- Church: Roman Catholic Church
- Archdiocese: Archdiocese of Agra
- Province: Calcutta
- Metropolis: Calcutta
- Diocese: Roman Catholic Diocese of Bareilly
- See: Bareilly
- Installed: 4 October 2014
- Predecessor: Anthony Fernandes
- Previous post: Vicar General of the Diocese of Lucknow

Orders
- Ordination: 7 April 1991 by Archbishop Cecil DeSa
- Consecration: 4 October 2014 by Archbishop Salvatore Pennacchio
- Rank: Bishop

Personal details
- Born: Ignatius D’ Souza 4 August 1964 (age 62) Basrikatte, Karnataka, India
- Denomination: Roman Catholic
- Parents: C.L. D'Souza^{(father)}, Lucy D'Souza^{(mother)}
- Alma mater: Annamalai University Pontifical Urban University Pontifical Gregorian University
- Motto: Serve the Lord with Gladness

= Ignatius D'Souza =

Ignatius D'Souza (born 4 August 1964) is the current serving bishop of the Roman Catholic Diocese of Bareilly, India.

== Early life ==
D'Souza was born on 4 August 1964 in Basrikatte, Karnataka, India to C L D'Souza and Lucy D'Souza.

== Education ==
Ignatius has acquired a Bachelor of Theology degree, a Bachelor of Arts Degree and Master of Arts (public administration) from Annamalai University.

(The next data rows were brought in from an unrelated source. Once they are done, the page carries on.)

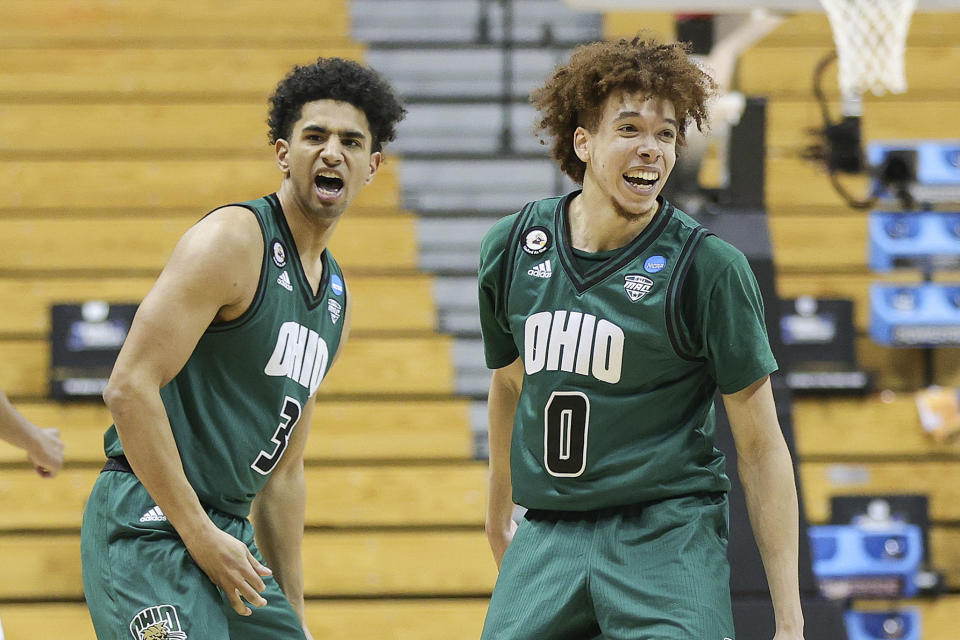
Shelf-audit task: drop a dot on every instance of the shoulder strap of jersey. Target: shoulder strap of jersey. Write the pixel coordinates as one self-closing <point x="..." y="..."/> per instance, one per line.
<point x="672" y="307"/>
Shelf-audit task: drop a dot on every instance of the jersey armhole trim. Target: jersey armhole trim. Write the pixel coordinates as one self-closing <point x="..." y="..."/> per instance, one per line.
<point x="258" y="297"/>
<point x="672" y="307"/>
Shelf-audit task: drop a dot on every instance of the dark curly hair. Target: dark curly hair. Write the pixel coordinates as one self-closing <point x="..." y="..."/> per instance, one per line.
<point x="336" y="79"/>
<point x="575" y="95"/>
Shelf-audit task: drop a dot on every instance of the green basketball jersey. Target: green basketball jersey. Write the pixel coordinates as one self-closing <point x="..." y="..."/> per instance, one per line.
<point x="239" y="397"/>
<point x="621" y="356"/>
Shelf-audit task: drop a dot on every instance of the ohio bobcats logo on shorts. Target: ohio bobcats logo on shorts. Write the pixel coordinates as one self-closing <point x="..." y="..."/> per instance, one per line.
<point x="636" y="286"/>
<point x="157" y="623"/>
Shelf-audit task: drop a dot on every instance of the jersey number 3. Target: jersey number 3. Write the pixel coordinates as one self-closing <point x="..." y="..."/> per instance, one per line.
<point x="566" y="422"/>
<point x="289" y="416"/>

He also holds a licentiate from Pontifical Gregorian University in Biblical studies and Doctorate in Biblical Theology from the Pontifical Urban University.

== Priesthood ==
Ignatius studied at St. Paul's Minor Seminary and St. Joseph's Regional Seminary in Allahabad and on 7 April 1991 received priestly ordination from Archbishop Cecil DeSa for the Roman Catholic Diocese of Lucknow.

== Episcopate ==
D'Souza was appointed bishop of the Roman Catholic Diocese of Bareilly on 11 July 2014 and was consecrated by Salvatore Pennacchio on 4 October 2014.